While some organisations will prefer to just value their data in relative terms, like how accurate it is and how useful it is in relation to the business’s goals, others may opt to use the financial models Laney developed based on standard accounting practice for valuing assets.
The intrinsic value of an information model doesn’t consider the business value at all, instead putting the focus on data quality. How accurate, complete, timely and accessible is the data? How unique is the data to your organisation – do you have market data not available to your competitors?
Different companies will use a variety of characteristics, each weighted differently, to come up with an overall score.
Alternatively, an organisation may choose to value the information by measuring the data characteristics in relation to business processes. The performance value of information is more of an empirical metric as it measures what impact data has on KPIs over time.
For example, would your salespeople be able to close deals more quickly if they had accurate, real-time stock data? If you can’t answer this question now, Laney suggests an experiment – where one of your sales teams has access to this data and another doesn’t – to see if the performance of the teams is different.
In recent years, whether through online or offline attacks, many organisations have had to recover from a complete loss of data. As part of that process, they’ve needed to answer the question: “How much is our data worth?”
Based on standard accounting principles, a method was developed to quantify the information’s value based on its replacement cost.
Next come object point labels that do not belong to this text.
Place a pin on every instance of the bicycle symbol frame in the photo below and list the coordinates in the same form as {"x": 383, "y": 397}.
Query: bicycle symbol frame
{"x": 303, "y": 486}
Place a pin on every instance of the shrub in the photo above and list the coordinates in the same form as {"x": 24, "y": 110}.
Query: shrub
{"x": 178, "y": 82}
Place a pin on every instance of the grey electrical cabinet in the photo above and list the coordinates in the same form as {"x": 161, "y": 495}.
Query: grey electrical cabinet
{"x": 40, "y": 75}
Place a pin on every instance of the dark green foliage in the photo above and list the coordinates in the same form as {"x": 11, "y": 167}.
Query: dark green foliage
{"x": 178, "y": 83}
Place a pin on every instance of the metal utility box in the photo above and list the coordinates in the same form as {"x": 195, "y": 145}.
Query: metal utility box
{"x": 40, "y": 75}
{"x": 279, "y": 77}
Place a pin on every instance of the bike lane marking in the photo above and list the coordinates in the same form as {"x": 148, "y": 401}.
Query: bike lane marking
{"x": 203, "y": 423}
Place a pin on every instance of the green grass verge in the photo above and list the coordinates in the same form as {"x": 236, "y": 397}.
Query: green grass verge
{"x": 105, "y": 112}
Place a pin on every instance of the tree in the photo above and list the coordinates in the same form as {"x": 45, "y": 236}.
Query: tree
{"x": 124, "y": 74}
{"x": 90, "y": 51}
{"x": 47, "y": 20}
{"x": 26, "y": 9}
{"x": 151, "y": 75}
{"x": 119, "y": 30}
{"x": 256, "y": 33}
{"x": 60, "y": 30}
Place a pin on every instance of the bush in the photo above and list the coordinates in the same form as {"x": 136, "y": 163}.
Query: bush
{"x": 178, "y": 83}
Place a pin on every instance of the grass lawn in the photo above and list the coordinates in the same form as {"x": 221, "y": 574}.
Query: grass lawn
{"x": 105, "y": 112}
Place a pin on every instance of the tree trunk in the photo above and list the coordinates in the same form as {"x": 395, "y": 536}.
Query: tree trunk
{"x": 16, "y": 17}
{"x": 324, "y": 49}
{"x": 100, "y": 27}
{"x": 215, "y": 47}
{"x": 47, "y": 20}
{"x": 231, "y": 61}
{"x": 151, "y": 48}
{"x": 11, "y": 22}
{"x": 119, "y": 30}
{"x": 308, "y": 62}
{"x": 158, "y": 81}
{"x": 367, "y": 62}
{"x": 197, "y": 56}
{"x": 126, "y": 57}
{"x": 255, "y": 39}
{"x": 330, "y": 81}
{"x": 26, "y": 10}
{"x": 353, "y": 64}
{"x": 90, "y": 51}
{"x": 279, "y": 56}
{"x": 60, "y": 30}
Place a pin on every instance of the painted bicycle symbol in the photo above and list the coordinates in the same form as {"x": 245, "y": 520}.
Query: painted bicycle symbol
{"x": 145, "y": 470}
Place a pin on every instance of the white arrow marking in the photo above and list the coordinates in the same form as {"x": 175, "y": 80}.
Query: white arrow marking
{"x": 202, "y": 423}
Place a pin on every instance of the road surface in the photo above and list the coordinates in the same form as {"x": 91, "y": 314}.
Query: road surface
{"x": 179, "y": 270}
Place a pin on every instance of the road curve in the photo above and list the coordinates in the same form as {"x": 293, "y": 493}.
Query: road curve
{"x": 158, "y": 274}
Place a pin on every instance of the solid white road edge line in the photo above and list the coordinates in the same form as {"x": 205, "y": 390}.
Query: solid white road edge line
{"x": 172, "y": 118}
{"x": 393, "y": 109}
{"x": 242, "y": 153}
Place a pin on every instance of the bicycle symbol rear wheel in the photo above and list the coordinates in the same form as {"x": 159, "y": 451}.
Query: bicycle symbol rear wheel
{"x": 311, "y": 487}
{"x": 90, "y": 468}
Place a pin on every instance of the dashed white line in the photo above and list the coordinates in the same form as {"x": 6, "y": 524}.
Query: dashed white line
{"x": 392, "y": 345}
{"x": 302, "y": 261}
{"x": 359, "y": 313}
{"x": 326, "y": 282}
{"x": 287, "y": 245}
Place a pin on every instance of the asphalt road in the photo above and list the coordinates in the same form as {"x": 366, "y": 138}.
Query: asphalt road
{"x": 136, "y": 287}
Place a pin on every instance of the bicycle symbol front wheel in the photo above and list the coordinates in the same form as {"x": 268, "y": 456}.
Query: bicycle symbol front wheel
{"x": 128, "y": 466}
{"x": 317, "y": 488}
How much revenue was lost from the destruction of the data and how much would it cost to reacquire it from scratch?
The economic value of the information model refines the performance value model by using revenue instead of a given KPI. Again, using the sales example, an experimental group has access to real-time stock data and a control group doesn’t. Then, instead of looking at how quickly sales are closed, you’re looking at how much revenue the salespeople in each group generate minus the cost to acquire and administer the data.
The final model is based on the market value of your data. How much revenue would your data generate if it was sold, rented or bartered? While open markets for data aren’t very common – legal ones, that is – what your data would fetch on the open market can be estimated by comparing it to similar data from syndicated providers.
Insight as valuable as data
Valuing your data using any of these methods will be a painstaking process, but the insights gained may be almost as valuable as your data. You may find that your data is more valuable than you thought it was and you’re not spending enough to protect it as a result. Alternatively, you may have some expensively protected data that is not really worth that much.
Whatever the result, you won’t know without going through the process of determining how much your data is worth.